Personal information in internet sites comes from many sources. People voluntarily put their own information in many places such as Facebook and chat rooms. News sites and blogs publish information about the actions of others. Government property tax and court clerks put information about individuals and corporations on the internet. Those posters usually intend the information for public uses such as reading, copying or archiving for personal use later. That is an important difference from telephone and email records which are not intended for the public to access.

Anyone old enough to surf the internet knows that if you publish your personal information, you cannot retract it. Further, if news media publish an accurate report of your involvement in events, you cannot expect them to retract it merely because it memorializes instances of your embarrassing or criminal behavior. What’s a blatherskite sinner to do?

Along comes the European Union (EU) with a “solution.” The EU has contrived a new internet right – the “right to be forgotten” (RTBF). It allows any citizen within an EU member country to demand that stored information about his or her past be made unavailable. The EU has informed Google that RTBF must be implemented not just in the EU countries (, and so on) but worldwide, including on Evidently, EU demanded that we forget details of the agreement where it earned the right to specify law worldwide.

In a somewhat related US development, a court has taken on what law enforcement (LE) can do with a seized hard drive. Suppose LE has authority to collect specific evidence stored on a hard drive, but the hard drive also contains unrelated information. The LE might seize the hard drive and collect the evidence, then hold onto the hard drive. The court will probe whether it is permissible for the LE to use the unrelated information for a separate case. Surely the court will balance the efficacy of LE against the individual’s right of privacy. On the other hand, the concern is that a potentially broad information source such as a hard drive could equip prosecutors with hints on how to prosecute a person rather than prosecute a crime.

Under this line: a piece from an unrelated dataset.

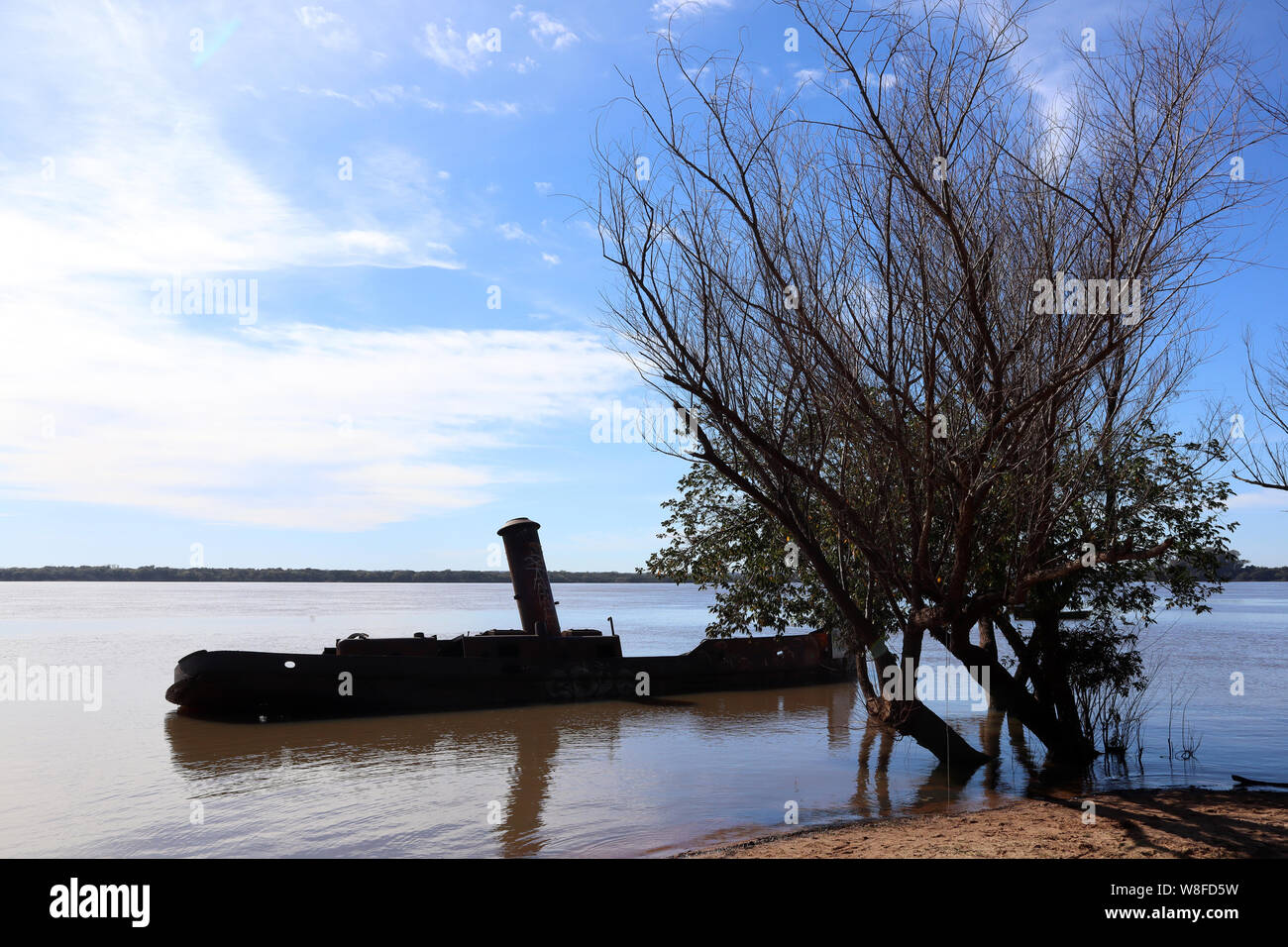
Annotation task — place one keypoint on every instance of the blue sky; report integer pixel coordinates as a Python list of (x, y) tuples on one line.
[(372, 408)]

The seized hard drive and RTBF developments leave unanswered questions. If a US internet author has been collecting information on another individual, for legitimate purposes such as to write a book, and the individual of interest has demanded RTFB treatment, does the EU’s RTFB edict apply? For example, does it bar the author’s mention of the person of interest’s “forgotten” behavior? Or, if the person of interest is being investigated by US LE agencies, and the author donates his collected data for LE’s use, does the EU’s RTBF apply? If a LE agency obtains a court order for some of the author’s data, does that preclude its use of “different topic” information that the author submits? Can’t a LE agency get anything it legitimately needs by asking a court for that specific authority?

The EU’s right to be forgotten is lopsided. It re-writes history available to the public and imposes costs on the innocent worldwide, merely to hide the embarrassing behavior of one individual.